Condition-Based Monitoring of Switchgear
An IoT-enabled miniature switchgear prototype that watches temperature, humidity, vibration and acoustic signatures 24/7 to predict and prevent panel fires.

Abstract
Switchgear panels are critical components in electrical distribution systems, yet they are prone to catastrophic fires due to overheating, insulation degradation, partial discharges, and condensation from high humidity. Traditional preventive maintenance is periodic and often ineffective at detecting incipient faults, resulting in unplanned downtime and safety risks. This project presents a low-cost, IoT-enabled condition-based monitoring prototype designed to predict and prevent fires in low-voltage switchgear cubicles.

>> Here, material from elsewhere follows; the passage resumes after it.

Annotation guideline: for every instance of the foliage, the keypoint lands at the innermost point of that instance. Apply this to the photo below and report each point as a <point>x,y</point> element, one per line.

The prototype is constructed as a compact miniature low-voltage switchgear model within a safe enclosure, featuring copper busbars, a DIN-rail-mounted main breaker and feeder MCBs, and high-power resistors to simulate hotspots. An ESP32 microcontroller continuously acquires data from strategically placed sensors — DS18B20 probes at busbars and breaker terminals for temperature, a DHT22 for enclosure humidity, an HC-SR04 ultrasonic sensor for partial-discharge acoustic simulation, and an MPU6050 for vibration. Threshold logic drives escalating alerts: yellow LEDs and a soft buzzer for warnings, and red LEDs, a loud siren, and an automatic relay trip (with fan-based suppression simulation) for critical conditions. All data and alarm states stream over Wi-Fi to an IoT dashboard for remote monitoring, trend viewing, and instant push notifications.
Unlike reactive fire-suppression systems that act only after ignition, arc-resistant designs limited to premium new installations, or labour-intensive time-based inspections, this approach delivers autonomous 24/7 proactive monitoring of key fire precursors, retrofits without downtime, and shifts maintenance to condition-triggered action. The MQTT-based architecture extends naturally to multi-cubicle substation monitoring and adapts to transformers, motors, or cables with minor sensor changes.